Project Overview
Commodities
Practices
- Crop Production: food processing, food processing facilities/community kitchens, food product quality/safety
- Education and Training: farmer to farmer, on-farm/ranch research, technical assistance
- Farm Business Management: value added
- Sustainable Communities: food hubs, local and regional food systems, new business opportunities, partnerships
Proposal abstract:
Project Focus
This project supports small and mid-scale farmers and value-added producers in West Virginia and Maryland as they scale beyond direct-to-consumer sales into institutional, wholesale, and manufacturing markets. Participants include members of Mountain State Co-Hop, a cooperative of 30 farmers and value-added businesses, along with a broader regional network of farmer partners. By channeling surplus and cosmetically imperfect crops into processed and wholesale outlets, they increase profit margins, reduce post-harvest waste, and support year-round revenue.
Identified Needs
Grounded in a theory of accompaniment, the West Virginia Food and Farm Coalition (WVFFC) engages farmers, walking alongside producers to co-create solutions rooted in lived experience. Through surveys, listening sessions, advisory input, and technical assistance conversations, producers have identified persistent challenges: limited access to GAP certification required by institutional and manufacturing buyers; insufficient technical capacity to meet food safety and regulatory standards for commercial-scale and value-added production; lack of process authority approvals; and seasonal production misaligned with institutional purchasing cycles.

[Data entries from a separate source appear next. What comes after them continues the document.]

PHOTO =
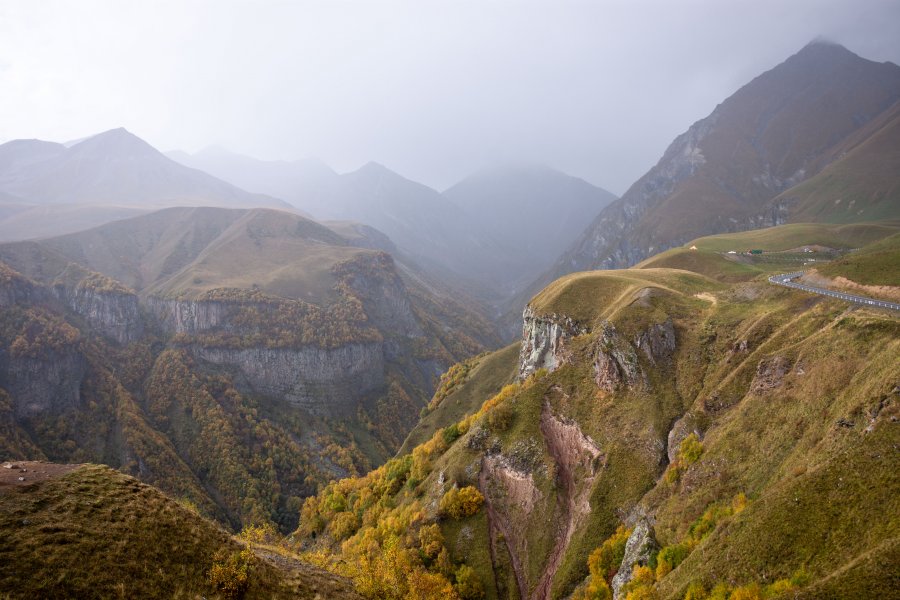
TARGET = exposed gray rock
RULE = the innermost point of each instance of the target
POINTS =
(189, 316)
(769, 374)
(682, 428)
(323, 381)
(545, 340)
(640, 545)
(114, 314)
(615, 361)
(658, 342)
(49, 384)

These challenges restrict higher-value market access, reduce revenue, and limit opportunities for expanded production and employment.
Solution and Approach
WVFFC and Mountain State Co-Hop will implement a proof-of-concept pilot to demonstrate an integrated value chain strategy across production, processing, and market development, with the goal of showing clear return on investment and encouraging broader farmer and value-added producer participation.
Production: Support 30 specialty crop farmers by providing facilitating structured, peer-based on-farm learning experiences, and 1:1 technical assistance working toward GAP certification and subsidizing 10 farms 90% of GAP audit/certification costs. WV has very few GAP certified farms, this pilot will demonstrate feasibility, reduce perceived challenges, and expand access to institutional and interstate markets.

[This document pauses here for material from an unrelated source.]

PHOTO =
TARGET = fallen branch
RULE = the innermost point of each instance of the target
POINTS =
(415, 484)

Processing: Support 30 value-added producers by providing 1:1 technical assistance, enabling producers to utilize FDA-compliant co-packing facilities and subsiding 51 recipes 90% of process authority costs. This pilot will establish a viable pathway to expanded market access and scaling food businesses.

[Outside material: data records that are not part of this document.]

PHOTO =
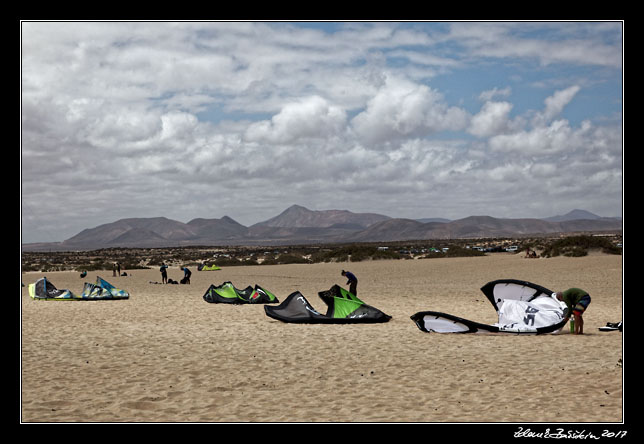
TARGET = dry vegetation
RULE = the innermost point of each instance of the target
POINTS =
(143, 258)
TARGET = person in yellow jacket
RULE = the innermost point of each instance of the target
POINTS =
(577, 301)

Market Development: Dedicated product outreach specialist at the Mountain State Co-Hop Cooperative will target Mid-Atlantic markets to secure at least 10 new retail, restaurant, institutional, or manufacturing partners. This will be paired with buyer-oriented training and labeling technical assistance through the University of Kentucky MarketReady Program to ensure products meet wholesale and institutional buyer requirements.
Alignment with Northeast SARE Priorities
The project advances priorities in marketing and business development, crop production scaling, economic sustainability, food safety compliance, and farmer-to-farmer education. These coordinated strategies strengthen market readiness and farm resilience.
Alignment with Legislative Priorities
The project protects the health and safety of individuals in the food and farm system through expanded GAP certification and regulatory compliance. It increases employment opportunities in agriculture by enabling farms to expand production, access higher-value markets, and grow value-added enterprises within rural communities.
Project objectives from proposal:
Farming Community
Outcomes
This project serves small and mid-scale farmers and value-added
producers in WV and MD seeking to scale from seasonal
direct-to-consumer sales into institutional, wholesale, and
manufacturing markets. Expected outcomes include increased
knowledge of compliance pathways, strengthened capacity to meet
institutional, manufacturing, and wholesale requirements, improved
coordination across production, processing, and marketing systems,
and a replicable value chain model adaptable across the region.
Research Question
Will an integrated value-chain model that subsidizes GAP
certification and process authority approvals, provides technical
assistance, leverages existing co-packing infrastructure, and
secures buyer commitments increase producer participation in
higher-value markets, resulting in measurable revenue growth?
Project
Objectives
1. 30 farmers will receive 1:1 technical support towards gap
certification and 10 farmers will obtain subsidized GAP
audit/certification, increasing eligibility for institutional,
interstate, and manufacturing markets.
- 30 producers will receive 1:1
technical support towards engaging value-added process authority
and 51 value-added recipes will obtain process authority approvals
transitioning from cottage food to commercial-scale production.
- Secure 10 institutional, wholesale,
or manufacturing partnerships and facilitate producer market entry
through dedicated sales outreach and buyer-oriented training.
- Demonstrate proof of concept by evaluating certification adoption rates, market entry, sales growth, and revenue changes.